Corentine allait sur le sentier de bon matin. Elle avait tout d'abord une côte à gravir, qu'elle faisait parfois à pieds en roulant son vélo à côté d'elle, puis une merveilleuse pente qui déboulait après un virage sur un pont de bois. Et, enfin, l'école du bourg. Dans ce trajet, ce qu'elle préférait c'était passer sur le petit pont : elle y sentait tout à coup une fraîcheur venant de l'eau, une odeur singulière due à tous ces êtres vivant dans la rivière. Le soir, lorsqu'elle franchissait le pont en sens inverse, elle s'y arrêtait et se penchait pour regarder l'eau filer sans cesse vers l'aval, vers la mer sans jamais rebrousser chemin. D'ailleurs toutes les plantes indiquaient cette direction de leurs longs filaments verts.
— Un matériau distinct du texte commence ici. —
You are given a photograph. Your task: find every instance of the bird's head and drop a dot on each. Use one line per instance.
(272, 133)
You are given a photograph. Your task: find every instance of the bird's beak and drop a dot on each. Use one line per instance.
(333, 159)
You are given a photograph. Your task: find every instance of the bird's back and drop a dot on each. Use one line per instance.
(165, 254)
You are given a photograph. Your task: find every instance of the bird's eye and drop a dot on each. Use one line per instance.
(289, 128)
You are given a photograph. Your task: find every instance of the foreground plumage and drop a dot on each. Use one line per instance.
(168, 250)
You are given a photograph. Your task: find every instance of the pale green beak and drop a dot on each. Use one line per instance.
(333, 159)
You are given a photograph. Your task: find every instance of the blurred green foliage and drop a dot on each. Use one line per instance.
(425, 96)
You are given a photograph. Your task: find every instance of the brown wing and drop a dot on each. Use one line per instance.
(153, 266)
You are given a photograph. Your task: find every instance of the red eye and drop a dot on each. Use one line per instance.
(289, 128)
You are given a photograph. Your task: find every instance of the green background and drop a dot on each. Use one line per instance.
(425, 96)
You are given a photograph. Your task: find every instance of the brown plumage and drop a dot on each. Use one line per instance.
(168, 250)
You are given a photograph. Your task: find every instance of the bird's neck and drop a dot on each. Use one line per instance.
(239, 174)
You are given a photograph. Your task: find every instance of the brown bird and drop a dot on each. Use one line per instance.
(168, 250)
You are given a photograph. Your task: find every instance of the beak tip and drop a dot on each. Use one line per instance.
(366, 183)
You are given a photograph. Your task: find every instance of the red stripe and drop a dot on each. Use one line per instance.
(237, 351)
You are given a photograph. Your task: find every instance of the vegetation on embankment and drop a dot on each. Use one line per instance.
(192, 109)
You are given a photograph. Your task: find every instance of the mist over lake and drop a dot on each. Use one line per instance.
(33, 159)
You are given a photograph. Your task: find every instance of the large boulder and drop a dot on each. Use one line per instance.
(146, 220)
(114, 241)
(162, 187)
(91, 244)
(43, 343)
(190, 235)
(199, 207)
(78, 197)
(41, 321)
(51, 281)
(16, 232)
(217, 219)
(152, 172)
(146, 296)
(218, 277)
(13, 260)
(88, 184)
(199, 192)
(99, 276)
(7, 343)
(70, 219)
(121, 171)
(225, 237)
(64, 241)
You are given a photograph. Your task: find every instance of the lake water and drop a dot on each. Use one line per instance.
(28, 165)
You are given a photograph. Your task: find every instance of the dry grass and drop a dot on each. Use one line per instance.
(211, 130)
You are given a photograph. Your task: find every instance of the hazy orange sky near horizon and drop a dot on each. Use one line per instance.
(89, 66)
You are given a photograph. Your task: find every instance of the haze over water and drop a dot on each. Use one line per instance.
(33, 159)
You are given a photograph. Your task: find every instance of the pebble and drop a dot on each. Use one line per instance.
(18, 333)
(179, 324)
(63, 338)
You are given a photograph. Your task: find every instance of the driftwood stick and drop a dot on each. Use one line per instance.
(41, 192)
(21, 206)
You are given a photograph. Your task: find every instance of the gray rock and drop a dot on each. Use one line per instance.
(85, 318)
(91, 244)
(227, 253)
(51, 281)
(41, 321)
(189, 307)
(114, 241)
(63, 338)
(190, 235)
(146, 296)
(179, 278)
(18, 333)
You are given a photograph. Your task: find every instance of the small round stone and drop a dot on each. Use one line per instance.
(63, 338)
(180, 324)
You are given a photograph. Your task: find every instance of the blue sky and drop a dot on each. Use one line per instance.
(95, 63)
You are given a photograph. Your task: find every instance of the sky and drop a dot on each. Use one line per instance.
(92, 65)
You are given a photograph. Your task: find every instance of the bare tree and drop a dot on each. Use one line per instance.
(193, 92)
Corentine, en contemplant l'eau, rêvait de sa destination ; la mer l'attirait mais elle lui semblait si lointaine ! La petite fille s'imaginait grenouille, anguille ou poisson pour parvenir jusqu'à la mer. Elle n'aurait qu'à suivre le courant, elle y arriverait sans peine. « Qu'y a-t-il au fond de la mer ? », se demandait la petite fille. « Si je suivais un courant d'eau, que rencontrerais-je ? » Elle s'imaginait alors au fond de l'eau : les couleurs des algues et des plantes aquatiques, le lent ondoiement des courants et toute la diversité des petites et grosses bêtes peuplant cet univers. Une fois, en fermant bien les yeux lorsque le jour tombait, respirant l'odeur mouillée de la rivière, elle sentit aussi la froideur de l'eau et l'absence de lumière, là-bas tout au fond. Alors bien vite elle respira un grand coup et remonta en selle pour le dîner qui l'attendait dans sa maison. Ce qu'elle n'imaginait pas, c'était ce squelette qui pensait à elle sur sa chaise à bascule, dans sa ruine, enchaîné aux algues, submergé par des mètres d'eau.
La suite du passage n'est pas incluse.